First you define a pixel of the bottom line of the image belongs to this chain: the desired element will be the smallest value in the array of sums among the elements of the bottom line. Chains, which we are interested comes to an end pixel of the last line. Accordingly, the minimum figure for the whole chain will be selected as the minimum of all minimal chains that end in pixels from the bottom line.

After determining the pixel, which ends the minimum chain, possibly finding a pixel from the penultimate line. As has already been written, from the lower pixel, we can go in only 3 neighboring pixels on the line above: left-top, top, or right-top. Among these pixels we choose a pixel with a minimum value in an array of sums, and go to him. Continue until we reach the top line.

After all these operations will provide a set of pixels that can be changed with minimal losses for the image.
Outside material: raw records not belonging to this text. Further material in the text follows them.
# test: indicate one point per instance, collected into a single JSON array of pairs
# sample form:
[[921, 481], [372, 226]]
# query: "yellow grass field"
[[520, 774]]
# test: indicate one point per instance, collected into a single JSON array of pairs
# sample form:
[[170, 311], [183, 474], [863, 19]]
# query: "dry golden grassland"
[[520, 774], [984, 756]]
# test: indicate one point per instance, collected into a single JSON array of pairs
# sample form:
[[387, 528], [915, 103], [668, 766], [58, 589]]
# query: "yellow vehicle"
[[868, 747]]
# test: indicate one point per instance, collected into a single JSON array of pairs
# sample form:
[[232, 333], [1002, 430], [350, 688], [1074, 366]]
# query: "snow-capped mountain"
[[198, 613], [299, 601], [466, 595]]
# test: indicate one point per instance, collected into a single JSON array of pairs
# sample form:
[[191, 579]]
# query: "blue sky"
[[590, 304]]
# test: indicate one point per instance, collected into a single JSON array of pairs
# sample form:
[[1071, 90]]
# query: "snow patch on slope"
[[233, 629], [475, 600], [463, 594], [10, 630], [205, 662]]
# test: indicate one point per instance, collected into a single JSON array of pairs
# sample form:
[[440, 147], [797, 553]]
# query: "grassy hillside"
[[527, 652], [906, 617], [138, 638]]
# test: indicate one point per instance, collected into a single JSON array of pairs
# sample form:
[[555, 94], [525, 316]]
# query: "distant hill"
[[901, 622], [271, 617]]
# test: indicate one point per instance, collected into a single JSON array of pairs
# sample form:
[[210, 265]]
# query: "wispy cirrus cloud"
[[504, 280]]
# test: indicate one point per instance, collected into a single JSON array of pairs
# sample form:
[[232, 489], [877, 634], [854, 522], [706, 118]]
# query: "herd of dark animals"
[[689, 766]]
Step 3. Our task - to change the image size. Zoom in and out a little differs, so the first will be considered by a decrease and then increase.
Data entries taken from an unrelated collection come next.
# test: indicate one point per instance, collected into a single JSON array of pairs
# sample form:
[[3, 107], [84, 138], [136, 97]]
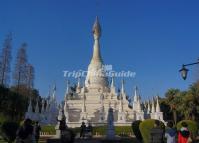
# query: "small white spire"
[[78, 82], [136, 96], [121, 104], [30, 106], [153, 107], [43, 106], [157, 105], [148, 107], [54, 91], [122, 89], [96, 29], [112, 82], [84, 104], [37, 107], [67, 89], [139, 109]]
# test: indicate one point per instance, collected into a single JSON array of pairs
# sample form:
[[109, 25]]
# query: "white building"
[[92, 99]]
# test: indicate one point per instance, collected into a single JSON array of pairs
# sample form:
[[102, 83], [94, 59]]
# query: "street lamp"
[[184, 70]]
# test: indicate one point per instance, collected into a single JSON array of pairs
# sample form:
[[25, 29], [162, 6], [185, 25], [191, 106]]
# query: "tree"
[[30, 76], [19, 75], [5, 60], [170, 100]]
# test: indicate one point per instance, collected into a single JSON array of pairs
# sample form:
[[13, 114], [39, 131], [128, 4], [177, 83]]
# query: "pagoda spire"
[[136, 96], [153, 106], [157, 105], [96, 48], [112, 82], [122, 89], [96, 77], [30, 106]]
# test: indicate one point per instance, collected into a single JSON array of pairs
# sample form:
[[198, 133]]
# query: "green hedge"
[[8, 130], [50, 129], [101, 130], [145, 128], [192, 126]]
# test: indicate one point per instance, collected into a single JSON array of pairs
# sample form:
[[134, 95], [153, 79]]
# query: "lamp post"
[[184, 70]]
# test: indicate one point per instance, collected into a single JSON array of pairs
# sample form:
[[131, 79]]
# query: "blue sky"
[[151, 37]]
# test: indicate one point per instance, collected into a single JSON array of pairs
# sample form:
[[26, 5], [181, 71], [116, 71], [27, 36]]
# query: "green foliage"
[[179, 105], [192, 126], [136, 130], [101, 130], [119, 130], [8, 131], [48, 129], [12, 104], [145, 128]]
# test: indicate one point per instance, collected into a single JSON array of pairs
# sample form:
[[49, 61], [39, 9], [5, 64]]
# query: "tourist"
[[170, 133], [82, 130], [184, 134], [37, 130], [25, 133], [89, 129], [156, 133]]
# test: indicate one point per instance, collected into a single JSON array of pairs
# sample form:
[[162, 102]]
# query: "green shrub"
[[48, 129], [136, 130], [192, 126], [119, 130], [145, 128], [8, 131]]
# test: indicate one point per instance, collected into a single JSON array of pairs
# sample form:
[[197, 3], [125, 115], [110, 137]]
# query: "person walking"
[[170, 133], [25, 133], [37, 130], [82, 130], [184, 134], [156, 133]]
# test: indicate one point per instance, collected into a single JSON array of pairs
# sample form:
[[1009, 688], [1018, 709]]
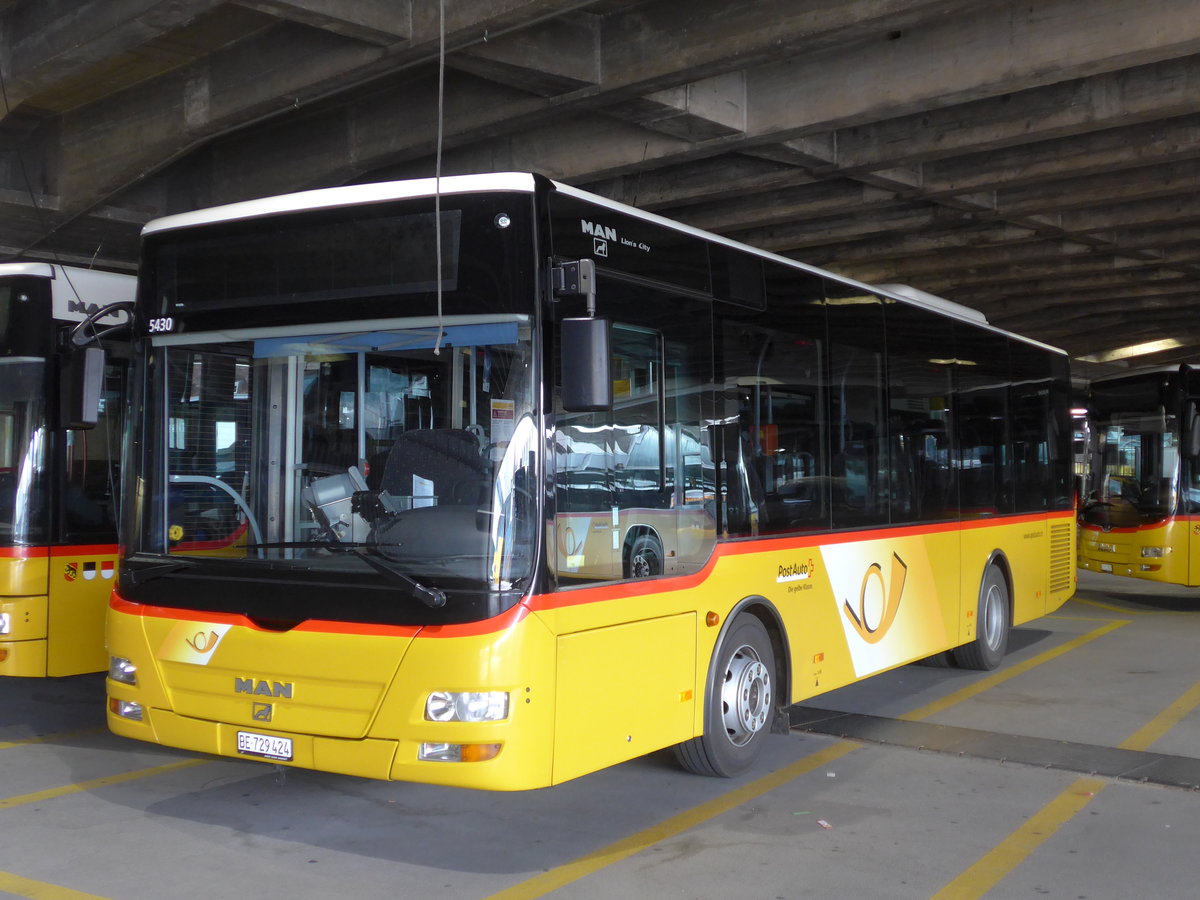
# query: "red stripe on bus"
[[69, 550]]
If you want to reduce the width of the image by 1 pixel, then all is simple: there is a vertical chain, as described above, and need simply remove it.

If you need to decrease on a larger value, perform removing the chain as many times as necessary (look for a new chain each time).
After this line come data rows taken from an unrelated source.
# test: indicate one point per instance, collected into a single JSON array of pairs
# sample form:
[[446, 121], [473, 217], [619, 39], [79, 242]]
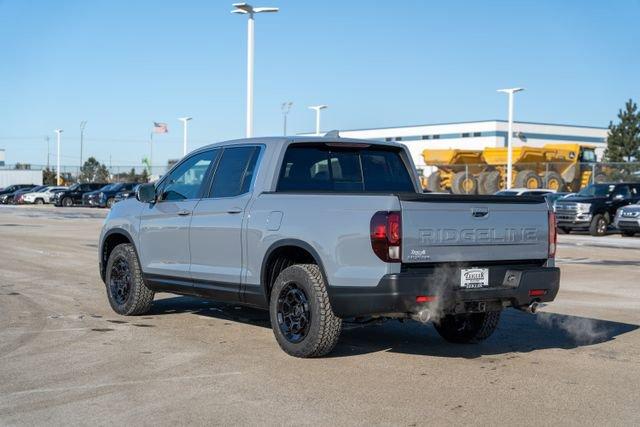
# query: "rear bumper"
[[396, 293]]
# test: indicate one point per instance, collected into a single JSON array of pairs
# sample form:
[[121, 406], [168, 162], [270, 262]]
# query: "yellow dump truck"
[[554, 166]]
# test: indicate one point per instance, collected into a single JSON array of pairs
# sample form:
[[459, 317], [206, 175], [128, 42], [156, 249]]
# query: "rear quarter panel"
[[336, 227]]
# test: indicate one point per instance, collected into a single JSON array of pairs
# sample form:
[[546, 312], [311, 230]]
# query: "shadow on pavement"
[[517, 332]]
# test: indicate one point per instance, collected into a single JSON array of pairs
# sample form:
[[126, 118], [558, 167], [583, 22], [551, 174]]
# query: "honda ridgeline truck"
[[317, 230]]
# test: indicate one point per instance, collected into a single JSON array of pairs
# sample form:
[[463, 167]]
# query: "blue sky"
[[121, 65]]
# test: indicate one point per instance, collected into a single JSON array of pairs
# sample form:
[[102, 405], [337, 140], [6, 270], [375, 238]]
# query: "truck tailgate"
[[444, 228]]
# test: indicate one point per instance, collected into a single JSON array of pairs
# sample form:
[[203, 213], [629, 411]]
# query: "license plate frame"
[[474, 278]]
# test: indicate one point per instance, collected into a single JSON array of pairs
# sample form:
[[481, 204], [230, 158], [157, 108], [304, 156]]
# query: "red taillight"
[[386, 235], [553, 234]]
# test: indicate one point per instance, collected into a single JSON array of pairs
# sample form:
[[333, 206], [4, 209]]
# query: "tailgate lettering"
[[452, 236]]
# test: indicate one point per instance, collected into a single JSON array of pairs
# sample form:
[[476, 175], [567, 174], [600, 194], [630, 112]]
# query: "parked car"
[[9, 198], [18, 198], [90, 198], [317, 230], [106, 196], [627, 220], [73, 195], [41, 197], [594, 207], [524, 192], [125, 194], [13, 188]]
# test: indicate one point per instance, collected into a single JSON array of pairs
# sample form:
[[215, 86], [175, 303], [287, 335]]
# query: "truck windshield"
[[308, 167], [596, 190]]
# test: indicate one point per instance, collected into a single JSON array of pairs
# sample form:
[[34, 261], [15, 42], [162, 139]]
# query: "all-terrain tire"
[[324, 326], [138, 297], [598, 226], [468, 328]]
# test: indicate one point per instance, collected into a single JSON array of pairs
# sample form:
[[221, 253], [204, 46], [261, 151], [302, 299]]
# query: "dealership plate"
[[474, 278]]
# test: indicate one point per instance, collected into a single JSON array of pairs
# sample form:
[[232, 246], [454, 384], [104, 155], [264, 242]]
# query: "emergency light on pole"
[[317, 108], [247, 9], [58, 132], [184, 121], [510, 92]]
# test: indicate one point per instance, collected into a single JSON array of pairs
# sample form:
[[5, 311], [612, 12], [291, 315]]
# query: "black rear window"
[[328, 168]]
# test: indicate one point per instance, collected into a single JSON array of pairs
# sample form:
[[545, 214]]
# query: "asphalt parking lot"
[[66, 358]]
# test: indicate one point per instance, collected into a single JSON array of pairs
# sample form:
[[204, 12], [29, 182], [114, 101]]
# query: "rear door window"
[[309, 167]]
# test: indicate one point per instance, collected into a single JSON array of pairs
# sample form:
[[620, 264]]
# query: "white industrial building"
[[482, 134]]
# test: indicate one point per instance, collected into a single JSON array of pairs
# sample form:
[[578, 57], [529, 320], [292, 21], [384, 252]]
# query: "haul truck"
[[554, 166]]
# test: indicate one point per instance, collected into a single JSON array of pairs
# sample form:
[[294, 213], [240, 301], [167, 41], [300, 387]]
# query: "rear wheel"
[[598, 226], [464, 183], [301, 316], [528, 179], [468, 328], [126, 290]]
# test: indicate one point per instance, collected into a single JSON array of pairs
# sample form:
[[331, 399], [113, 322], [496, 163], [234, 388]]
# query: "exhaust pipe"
[[422, 316], [531, 308]]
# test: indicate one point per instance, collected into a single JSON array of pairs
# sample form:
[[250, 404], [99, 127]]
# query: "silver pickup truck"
[[317, 230]]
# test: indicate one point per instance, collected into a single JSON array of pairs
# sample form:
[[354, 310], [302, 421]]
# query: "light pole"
[[247, 9], [58, 132], [82, 126], [317, 108], [286, 107], [510, 92], [184, 121]]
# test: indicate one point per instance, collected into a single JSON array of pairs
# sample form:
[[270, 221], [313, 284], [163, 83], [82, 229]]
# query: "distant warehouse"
[[482, 134]]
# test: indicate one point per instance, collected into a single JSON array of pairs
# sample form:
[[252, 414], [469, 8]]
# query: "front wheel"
[[468, 328], [126, 290], [301, 316], [598, 226]]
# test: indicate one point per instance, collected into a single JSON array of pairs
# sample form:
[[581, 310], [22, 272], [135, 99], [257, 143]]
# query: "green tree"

An example of reduction is shown in figure 3 and 4.[7]



Figure 2 – Original image




Figure 3 - Horizontally reduced image




Figure 4 – Vertically reduced image

When increase an image can not simply choose a chain and "stretch" them. Must take as many chains as need to complete the picture to the desired width (as for a normal stretch), but should gradually increase the image: so that at each stage reach the largest possible "not important" parts of the image, and as little as possible "significant". One way to partition into stages such that at each stage of the image is not increased by more than 50%. Example of increase is shown in figures 5 and 6.[6]



Figure 5 – Original image




Figure 6 – Horizontally increased image




Figure 7 — The process of the image reducing (horse singled out as an immutable object).
Animations created in the program AdobePhotoshop CS2, volume 261 Kb, the size 358x269, 6 frames, 5 cycles of repetition, the delay between shots 1s.

 

Conclusions

An analysis of existing scaling algorithms identified their main weaknesses. To optimize the scaling method was proposed content-dependent scaling. In the future we plan to improve the algorithm and implement it.

 

References

  1. Thyssen A. Resize and Scaling. // Examples of ImageMagick Usage (Version 6), 2009. — http://www.imagemagick.org/Usage/resize/
  2. Билинейная интерполяция. // Статья википедии — свободной Интернет-энциклопедии — http://ru.wikipedia.org/wiki/Билинейная_интерполяция
  3. Бикубическая интерполяция. // Статья википедии — свободной Интернет-энциклопедии — http://ru.wikipedia.org/wiki/Бикубическая_интерполяция
  4. Алгоритмы масштабирования пиксельной графики // Статья википедии — свободной Интернет-энциклопедии — http://ru.wikipedia.org/wiki/Алгоритмы_масштабирования_...
  5. Ronald E. Crochiere, Lawrence R. Rabiner. Multirate digital signal processing. — Prentice-Hall, 1983. — http://www.flipkart.com/multirate-digital-signal-processing-lawrence-book-0136051626
  6. Liquid Rescale. // Content-aware resizing for the GIMP, 2009. — http://liquidrescale.wikidot.com/en:examples
  7. Михаил М. Liquid Resize своими руками. — Habradigest, №7, январь 2009. — http://habradigest.ru/hd/habradigest_07.pdf
  8. Конник М. Новый метод масштабирования растровых изображений с учётом их содержимого Liquid Rescale. — Записки дебианщика, 2007. — http://mydebianblog.blogspot.com/2007/09/blog-post.html
  9. Шеховцов С.О. Контентно-зависимое масштабирование изображений с использованием алгоритма Seam Carving // Искусственный интеллект.— Донецк: ІПШІ МОН і НАН України “Наука і освіта”, 2010.
  10. Шеховцов С.О. Анализ недостатков алгоритмов масштабирования. Контентно-зависимое масштабирование // ІУС та КМ-2010 — Матеріали І всеукраїнської науково-технічної конференції студентів, аспірантів та молодих вчених — Донецьк: ДонНТУ, 19-21 травня 2010. — 634с.

The abstract of the Master's work is not complete yet . The final completion in 1st December 2010. Full text of the work and materials on the topic can be obtained from the author or his head after that date.